Festivals, Monuments et musées locaux en souvenir de l'esclavage permettent de recréer, réinventer et repenser ce passé difficile. Mais la mémoire officielle de l'esclavage n'est pas une transmission directe. Il appartient plutôt à la sphère de la post-mémoire (Hirsch, 1997), à une espace de transition où le passé est revécu, réédité et ré-expérimenté. Malgré l'évocation de la traite négrière de l'Atlantique et des souffrances endurées par les Africains asservis avant leur embarquement pour les Amériques, la plupart des ces initiatives transmettent des représentations conventionnelles et stéréotypées de l’esclavage.
Bien que ces récits ont le mérite d’avoir attiré l’attention de l’opinion publique et des nombreux touristes locaux et internationaux, ils ont tendance à effacer les multiples dimensions liées aux expériences des victimes, en renforçant divers stéréotypes et en omettant, pas exemple, la participation des certaines familles africaines à la traite négrière européenne des Africains. Ils ne doivent pas non plus être confondus avec les mémoires locales de l'esclavage, celles-ci directement liées aux expériences privées des descendants, à leurs pratiques séculières et religieuses, (chrétiennes, musulmanes et vaudou) dont l’héritage familial semble encore organiser les relations de pouvoir au Bénin, l'ancien Royaume du Dahomey, et plus généralement en Afrique de l'Ouest.
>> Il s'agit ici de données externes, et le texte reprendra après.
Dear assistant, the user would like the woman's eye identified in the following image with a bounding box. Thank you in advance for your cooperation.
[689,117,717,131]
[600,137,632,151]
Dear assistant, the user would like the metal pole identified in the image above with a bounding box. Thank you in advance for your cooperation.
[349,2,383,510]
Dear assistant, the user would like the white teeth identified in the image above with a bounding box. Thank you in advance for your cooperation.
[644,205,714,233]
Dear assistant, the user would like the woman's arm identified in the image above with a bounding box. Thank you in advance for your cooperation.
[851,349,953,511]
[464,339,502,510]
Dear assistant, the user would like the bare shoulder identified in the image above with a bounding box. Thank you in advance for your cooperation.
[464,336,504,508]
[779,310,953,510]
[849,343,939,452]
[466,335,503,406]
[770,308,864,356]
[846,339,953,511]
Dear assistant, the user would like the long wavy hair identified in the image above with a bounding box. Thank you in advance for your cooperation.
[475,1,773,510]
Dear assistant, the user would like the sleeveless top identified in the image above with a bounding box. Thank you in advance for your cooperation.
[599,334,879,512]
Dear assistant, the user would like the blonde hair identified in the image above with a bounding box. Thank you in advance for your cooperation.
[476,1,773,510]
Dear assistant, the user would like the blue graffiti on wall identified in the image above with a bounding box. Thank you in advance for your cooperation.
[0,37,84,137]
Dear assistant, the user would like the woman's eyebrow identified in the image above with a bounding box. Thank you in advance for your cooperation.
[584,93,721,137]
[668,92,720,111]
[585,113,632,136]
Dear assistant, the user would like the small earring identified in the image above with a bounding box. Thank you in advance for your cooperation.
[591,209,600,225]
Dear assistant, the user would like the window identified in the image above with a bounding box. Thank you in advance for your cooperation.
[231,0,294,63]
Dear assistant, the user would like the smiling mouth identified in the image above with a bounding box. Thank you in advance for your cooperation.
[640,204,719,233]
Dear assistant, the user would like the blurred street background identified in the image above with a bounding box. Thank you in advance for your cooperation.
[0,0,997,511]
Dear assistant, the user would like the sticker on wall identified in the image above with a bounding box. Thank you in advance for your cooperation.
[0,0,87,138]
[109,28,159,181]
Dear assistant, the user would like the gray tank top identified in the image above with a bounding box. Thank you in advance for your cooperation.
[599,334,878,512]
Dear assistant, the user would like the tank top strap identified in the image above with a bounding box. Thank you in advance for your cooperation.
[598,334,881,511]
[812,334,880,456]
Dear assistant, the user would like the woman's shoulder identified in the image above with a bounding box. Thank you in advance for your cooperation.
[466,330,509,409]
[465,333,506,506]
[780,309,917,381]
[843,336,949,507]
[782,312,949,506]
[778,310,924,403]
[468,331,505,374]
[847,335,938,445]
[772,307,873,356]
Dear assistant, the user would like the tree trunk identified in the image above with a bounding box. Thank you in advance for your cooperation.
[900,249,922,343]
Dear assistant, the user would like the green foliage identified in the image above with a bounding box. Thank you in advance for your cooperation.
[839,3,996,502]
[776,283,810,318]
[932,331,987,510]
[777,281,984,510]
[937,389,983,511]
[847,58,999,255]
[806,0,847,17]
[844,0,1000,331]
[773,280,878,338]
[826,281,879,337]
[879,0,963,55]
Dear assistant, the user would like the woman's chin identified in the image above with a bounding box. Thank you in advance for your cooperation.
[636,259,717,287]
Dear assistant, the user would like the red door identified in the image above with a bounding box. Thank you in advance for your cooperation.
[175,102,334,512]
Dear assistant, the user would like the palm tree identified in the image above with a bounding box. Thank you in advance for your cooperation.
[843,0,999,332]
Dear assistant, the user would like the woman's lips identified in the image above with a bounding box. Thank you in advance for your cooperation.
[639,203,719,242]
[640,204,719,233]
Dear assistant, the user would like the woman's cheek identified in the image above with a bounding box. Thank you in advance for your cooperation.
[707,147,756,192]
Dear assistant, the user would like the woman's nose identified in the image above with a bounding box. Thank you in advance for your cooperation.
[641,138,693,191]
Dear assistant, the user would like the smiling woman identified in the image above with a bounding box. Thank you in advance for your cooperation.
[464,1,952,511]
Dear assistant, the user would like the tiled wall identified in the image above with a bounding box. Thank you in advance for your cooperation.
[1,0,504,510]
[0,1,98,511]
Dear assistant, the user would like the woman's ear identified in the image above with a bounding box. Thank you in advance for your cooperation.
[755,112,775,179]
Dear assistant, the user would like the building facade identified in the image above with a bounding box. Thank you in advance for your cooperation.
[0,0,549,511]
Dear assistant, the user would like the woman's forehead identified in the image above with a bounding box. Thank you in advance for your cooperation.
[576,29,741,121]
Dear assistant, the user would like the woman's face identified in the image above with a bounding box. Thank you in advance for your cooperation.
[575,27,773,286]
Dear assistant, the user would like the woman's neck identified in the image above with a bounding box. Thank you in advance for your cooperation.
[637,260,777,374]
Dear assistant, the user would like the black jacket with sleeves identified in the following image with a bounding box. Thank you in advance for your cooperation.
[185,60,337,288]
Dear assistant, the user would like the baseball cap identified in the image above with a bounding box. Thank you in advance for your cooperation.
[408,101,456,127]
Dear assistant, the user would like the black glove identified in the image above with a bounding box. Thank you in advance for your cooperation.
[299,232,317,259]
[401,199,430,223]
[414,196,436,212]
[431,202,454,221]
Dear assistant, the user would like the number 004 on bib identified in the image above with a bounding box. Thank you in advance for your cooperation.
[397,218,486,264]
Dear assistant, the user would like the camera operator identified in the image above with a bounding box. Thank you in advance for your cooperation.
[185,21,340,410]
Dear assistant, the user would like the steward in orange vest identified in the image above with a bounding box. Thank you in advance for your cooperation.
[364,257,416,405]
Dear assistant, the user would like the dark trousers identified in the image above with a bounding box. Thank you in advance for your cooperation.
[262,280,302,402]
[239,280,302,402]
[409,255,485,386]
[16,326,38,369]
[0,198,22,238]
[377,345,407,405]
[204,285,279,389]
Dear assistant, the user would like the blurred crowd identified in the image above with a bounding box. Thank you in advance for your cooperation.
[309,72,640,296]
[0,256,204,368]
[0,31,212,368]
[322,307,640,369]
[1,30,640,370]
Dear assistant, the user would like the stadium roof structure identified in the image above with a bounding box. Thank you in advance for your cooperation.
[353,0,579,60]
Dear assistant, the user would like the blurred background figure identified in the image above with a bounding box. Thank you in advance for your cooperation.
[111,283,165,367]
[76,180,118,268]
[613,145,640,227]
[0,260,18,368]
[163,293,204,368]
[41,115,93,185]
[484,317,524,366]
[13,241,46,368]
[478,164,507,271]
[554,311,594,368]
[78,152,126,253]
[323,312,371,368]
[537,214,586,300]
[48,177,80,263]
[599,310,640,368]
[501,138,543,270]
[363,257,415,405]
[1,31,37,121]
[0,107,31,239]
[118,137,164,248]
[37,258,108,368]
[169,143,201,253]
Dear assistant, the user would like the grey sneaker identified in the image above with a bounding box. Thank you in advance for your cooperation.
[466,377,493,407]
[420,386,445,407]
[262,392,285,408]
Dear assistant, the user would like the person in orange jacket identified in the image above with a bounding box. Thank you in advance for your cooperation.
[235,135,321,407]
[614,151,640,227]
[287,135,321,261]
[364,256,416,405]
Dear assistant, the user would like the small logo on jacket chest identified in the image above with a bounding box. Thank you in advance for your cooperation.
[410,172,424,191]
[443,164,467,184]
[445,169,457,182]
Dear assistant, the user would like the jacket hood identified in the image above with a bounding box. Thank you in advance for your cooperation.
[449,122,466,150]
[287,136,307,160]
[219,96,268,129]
La série photographique Cham 2011 est organisée en deux parties. La première partie donne un aperçu de l'émergence d'une mémoire publique de l'esclavage et d’une politique culturelle destinée principalement au tourisme mémoriel. Il éclaire sur la façon dont les conceptions européennes et américaines du patrimoine et du tourisme sont transplantés, adapté et transformé en Afrique de l'Ouest, notamment au Ghana, au Sénégal et au Bénin, et comment cette mémoire publique a été construite pour remplir les attentes des touristes Européens, Afro-américains et Afro-Caribéens qui étaient et sont encore la cible principale des projets axés sur l'héritage de l'esclave atlantique.
La deuxième partie, plus étendue, se concentre sur la complexe transmission des mémoires de l'esclavage en Afrique de l'Ouest. Cela reste une affaire locale et privée. L'esclavage représente un passé à la fois moral et socialement difficile à accepter. Par conséquence, la mémoire de ce passé n’a pas disparu mais elle a été intégré dans des formes alternatives de narration, trop complexes pour être incluses dans une politique de mémoire publique. D'une part, il y a la mémoire familiale des principaux descendants des marchands d'esclaves.
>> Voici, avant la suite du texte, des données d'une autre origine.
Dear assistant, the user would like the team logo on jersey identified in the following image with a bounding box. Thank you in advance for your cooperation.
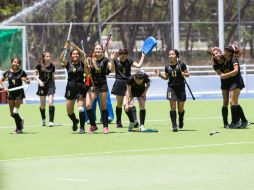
[12,79,16,85]
[95,68,101,73]
[40,90,44,94]
[73,68,77,73]
[67,91,70,97]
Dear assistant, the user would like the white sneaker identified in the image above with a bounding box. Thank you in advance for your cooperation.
[42,119,46,127]
[139,125,146,132]
[49,122,54,127]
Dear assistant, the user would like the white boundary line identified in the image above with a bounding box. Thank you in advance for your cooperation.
[1,141,254,162]
[0,116,222,129]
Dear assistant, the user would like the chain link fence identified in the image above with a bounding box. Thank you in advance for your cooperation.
[1,0,254,70]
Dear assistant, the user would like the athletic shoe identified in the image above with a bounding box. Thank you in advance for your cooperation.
[42,119,46,127]
[172,125,178,132]
[240,121,250,128]
[133,120,139,128]
[49,122,54,127]
[139,125,147,132]
[88,125,98,133]
[103,127,109,134]
[116,121,123,128]
[13,129,23,134]
[128,122,135,132]
[224,124,230,129]
[72,119,79,131]
[228,121,241,129]
[79,128,85,134]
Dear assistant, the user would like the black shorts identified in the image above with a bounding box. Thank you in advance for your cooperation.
[91,82,108,93]
[36,84,55,96]
[221,77,245,91]
[166,86,186,102]
[111,79,127,96]
[132,87,145,97]
[8,89,25,100]
[221,79,232,90]
[65,83,87,100]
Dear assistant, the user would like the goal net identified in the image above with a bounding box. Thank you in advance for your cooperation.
[0,26,26,70]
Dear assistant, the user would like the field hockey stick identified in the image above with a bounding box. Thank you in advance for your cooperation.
[0,84,29,92]
[184,78,195,100]
[81,40,85,53]
[61,21,73,65]
[103,32,112,52]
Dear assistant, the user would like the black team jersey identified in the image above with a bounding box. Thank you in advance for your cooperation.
[127,73,150,97]
[114,59,133,80]
[66,61,85,84]
[35,63,55,85]
[90,57,110,87]
[165,61,187,87]
[3,69,27,89]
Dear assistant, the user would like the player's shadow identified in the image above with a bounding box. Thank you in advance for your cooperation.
[178,129,197,132]
[10,132,38,135]
[72,131,127,135]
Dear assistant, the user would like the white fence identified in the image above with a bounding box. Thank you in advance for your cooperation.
[2,64,254,103]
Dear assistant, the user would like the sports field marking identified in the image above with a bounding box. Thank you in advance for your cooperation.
[1,141,253,162]
[56,178,88,182]
[0,116,222,129]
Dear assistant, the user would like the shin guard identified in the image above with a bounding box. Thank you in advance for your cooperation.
[222,106,228,126]
[102,109,108,128]
[140,109,146,125]
[49,106,55,122]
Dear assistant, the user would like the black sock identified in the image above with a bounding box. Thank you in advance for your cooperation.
[68,113,77,122]
[237,105,247,122]
[130,106,137,122]
[40,107,46,120]
[49,106,55,122]
[79,111,85,129]
[116,106,122,123]
[86,109,96,126]
[170,111,177,126]
[11,113,22,130]
[230,105,239,124]
[140,109,146,125]
[178,110,185,128]
[222,106,228,125]
[102,109,108,128]
[125,110,134,123]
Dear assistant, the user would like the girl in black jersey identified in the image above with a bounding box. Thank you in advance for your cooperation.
[209,47,230,128]
[110,48,145,128]
[85,44,111,134]
[155,49,189,132]
[0,57,30,134]
[220,45,249,128]
[34,51,56,127]
[123,71,150,132]
[60,42,88,134]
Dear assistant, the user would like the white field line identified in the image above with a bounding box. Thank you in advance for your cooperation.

Il s’agit des familles riches qui ont maintenu une position de prestige et occupent historiquement les places plus importantes au-sein de l'administration publique : les afro-brésiliens ou Agoudas, les plus importants marchands d’esclaves au Bénin en époque esclavagiste, détiennent aujourd’hui le pouvoir dans l’économie nationale.
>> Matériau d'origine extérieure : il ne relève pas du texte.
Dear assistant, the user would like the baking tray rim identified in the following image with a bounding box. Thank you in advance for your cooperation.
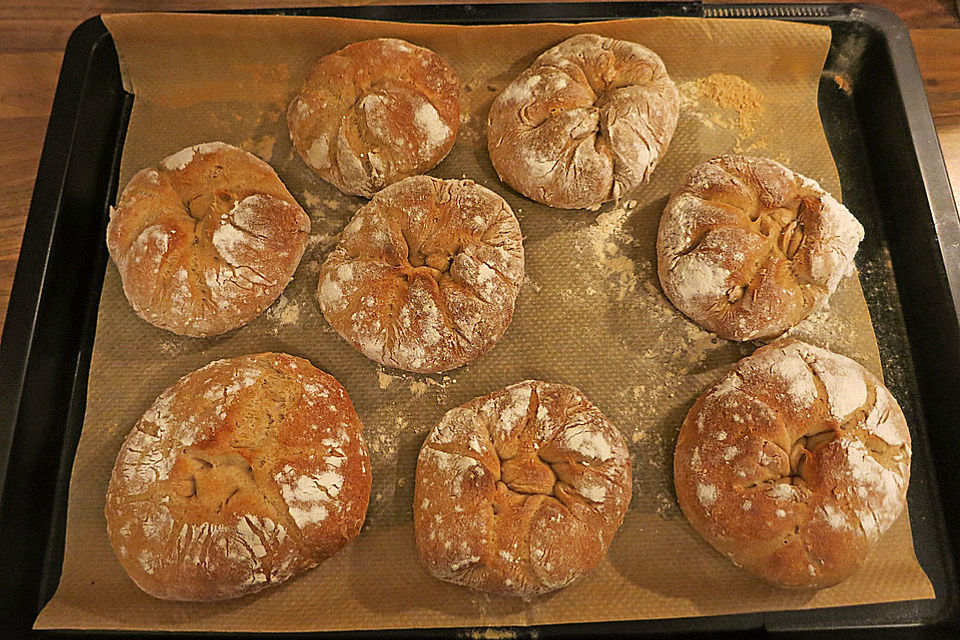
[1,2,958,636]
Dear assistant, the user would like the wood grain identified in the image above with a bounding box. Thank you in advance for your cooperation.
[0,0,958,338]
[914,29,960,121]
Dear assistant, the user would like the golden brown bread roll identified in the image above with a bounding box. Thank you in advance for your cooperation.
[657,155,864,341]
[674,340,911,589]
[105,353,371,601]
[487,33,679,210]
[318,175,524,374]
[106,142,310,337]
[415,380,632,598]
[288,38,460,197]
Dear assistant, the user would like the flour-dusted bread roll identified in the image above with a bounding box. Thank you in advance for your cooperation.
[487,33,679,210]
[106,142,310,337]
[415,380,632,598]
[318,175,524,374]
[657,156,864,341]
[288,38,460,198]
[105,353,371,601]
[674,340,911,589]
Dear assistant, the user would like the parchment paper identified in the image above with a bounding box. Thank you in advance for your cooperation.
[35,12,934,632]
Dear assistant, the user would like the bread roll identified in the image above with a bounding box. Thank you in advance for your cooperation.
[106,142,310,337]
[657,155,864,341]
[288,38,460,197]
[105,353,371,601]
[674,340,911,589]
[487,33,679,209]
[318,175,524,374]
[415,380,632,598]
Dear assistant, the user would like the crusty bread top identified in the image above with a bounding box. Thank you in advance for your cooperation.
[657,155,864,341]
[674,340,910,589]
[105,353,371,601]
[288,38,460,197]
[106,142,310,337]
[318,175,524,373]
[488,33,679,209]
[415,380,632,598]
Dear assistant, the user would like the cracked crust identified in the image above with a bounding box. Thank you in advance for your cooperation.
[657,155,864,341]
[104,353,371,601]
[487,33,679,210]
[414,380,632,598]
[288,38,460,198]
[674,340,911,589]
[106,142,311,337]
[318,175,524,373]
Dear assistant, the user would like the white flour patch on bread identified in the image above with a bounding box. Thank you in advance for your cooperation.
[414,100,450,152]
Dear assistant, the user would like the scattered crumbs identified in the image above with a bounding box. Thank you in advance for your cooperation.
[774,152,794,168]
[279,303,299,325]
[307,232,339,253]
[377,370,398,389]
[278,302,300,325]
[578,202,640,301]
[783,306,858,359]
[654,491,681,519]
[158,335,189,356]
[461,629,528,640]
[301,191,321,208]
[322,199,340,211]
[523,275,542,293]
[833,72,853,96]
[734,135,770,155]
[265,295,300,330]
[411,375,456,398]
[679,72,765,147]
[410,379,433,397]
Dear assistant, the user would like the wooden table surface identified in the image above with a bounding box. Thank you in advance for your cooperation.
[1,0,958,340]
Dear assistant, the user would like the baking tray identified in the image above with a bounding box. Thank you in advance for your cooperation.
[1,2,958,637]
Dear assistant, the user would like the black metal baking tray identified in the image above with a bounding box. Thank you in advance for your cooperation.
[1,2,959,638]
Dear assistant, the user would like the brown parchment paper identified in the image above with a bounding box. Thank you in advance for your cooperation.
[35,12,934,632]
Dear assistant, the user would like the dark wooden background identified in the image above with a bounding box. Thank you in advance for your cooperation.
[1,0,958,337]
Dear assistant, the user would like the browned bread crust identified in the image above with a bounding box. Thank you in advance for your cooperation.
[318,175,524,374]
[674,340,911,589]
[414,380,632,598]
[106,142,310,337]
[105,353,371,601]
[288,38,460,197]
[487,33,679,210]
[657,155,864,341]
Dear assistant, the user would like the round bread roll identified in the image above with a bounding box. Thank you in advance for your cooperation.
[414,380,632,598]
[318,175,524,374]
[105,353,371,601]
[657,155,864,341]
[106,142,310,337]
[674,340,911,589]
[288,38,460,198]
[487,33,679,210]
D'autre part, il y a les mémoires discrètes et secrètes des descendants des victimes, la plupart desquelles sont d’origine yoruba. Pour ceux-ci, principalement des paysans des villes du nord, Ketou, Abomey Savé, Sevalou, l'esclavage de leurs ancêtres reste un tabou, un obstacle à l'ascension sociale, et sa divulgation peut entrainer un véritable déclassement social. En effet, le rapport au passé de l’esclavage varie en fonction du groupe d’appartenance : on revendique cette mémoire et on l’exprime à travers le récit oral et les pratiques rituelles (le Buriyan pour les chrétiens afro-brésiliens, le culte Tchamba pour les animistes) si on s’y reconnaît descendant de maître. On a tendance à cacher cette mémoire et a ne pas l’exprimer publiquement si on s’y reconnaît descendant d’esclave.
La série Cham 2011 est une première pierre pour contribuer à une réflexion sur l’importance de ce patrimoine et en même temps tracer à travers les images les évolutions de cette mémoire vivante, souvent implicite et incorporée, marqué par le tabou et par le secret familial ; une mémoire capitale qui échappe souvent aux commémorations officiels du tourisme de masse.